# Gizmo of the day



## derekleffew (Aug 9, 2009)

While not a new idea (somewhere on here is a thread where we've discussed such devices) flooring manufacturer Gerriets has introduced its own tape applicator.


Gerriets international - Nie Mehr auf die Knie. Die Innovation im Bühnen- und Messebereich: TapeRoller G-TR.

Does anyone use anything similar, or has anyone made his/her own?


----------



## gafftapegreenia (Aug 9, 2009)

Those overalls look awesome I want them.


----------



## ruinexplorer (Aug 9, 2009)

Never used one (or one like it). I don't know if this could ever speed up the process that a couple skilled stagehands laying tape would accomplish. I could be wrong, as I said, I've never used one.


----------



## soundlight (Aug 9, 2009)

We have a homemade one that works great. We use it for taping down dance floors. Probably cost about $10 in materials to build.


----------



## Footer (Aug 9, 2009)

I have built one before, they are decent to use if you use it right. I have also seen them "professionally" built before that Moscow Ballet dragged one around with them. 
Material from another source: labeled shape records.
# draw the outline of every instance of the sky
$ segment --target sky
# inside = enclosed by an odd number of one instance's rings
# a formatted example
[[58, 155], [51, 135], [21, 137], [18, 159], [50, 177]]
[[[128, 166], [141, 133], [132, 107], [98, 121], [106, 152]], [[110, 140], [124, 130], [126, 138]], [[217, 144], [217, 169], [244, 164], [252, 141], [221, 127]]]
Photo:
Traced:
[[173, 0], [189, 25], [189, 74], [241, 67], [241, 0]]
That thing looks a little more high tech then what I have done. Mine was just a stick with two rollers.


----------



## NickJones (Aug 10, 2009)

Would they be able to go round corners easily? They look like they would be great for the straits, but not much more...
Nick


----------



## seanandkate (Aug 10, 2009)

Having a bit of trouble seeing what the advantage is. It looks like the dude is following a pencil line in order that his line be straight. That seems like a lot of work for a straight line that can be accomplished with just two bodies and a loose roll of spike tape . . .


----------



## derekleffew (Aug 10, 2009)

The overall-clad "dude" is following the seam where two pieces of vinyl dance floor, aka Marley, meet.

As for going around corners, the tape is typically torn (the unit shown has a built-in cutter) as tape doesn't make a 90° turn easily.

Anyone who has ever laid a dance floor can appreciate one of these, either shop-built or purchased. soundlight, please post pictures of yours if you can.http://www.controlbooth.com/forums/members/soundlight.html


----------



## soundlight (Aug 10, 2009)

derekleffew said:


> soundlight, please post pictures of yours if you can.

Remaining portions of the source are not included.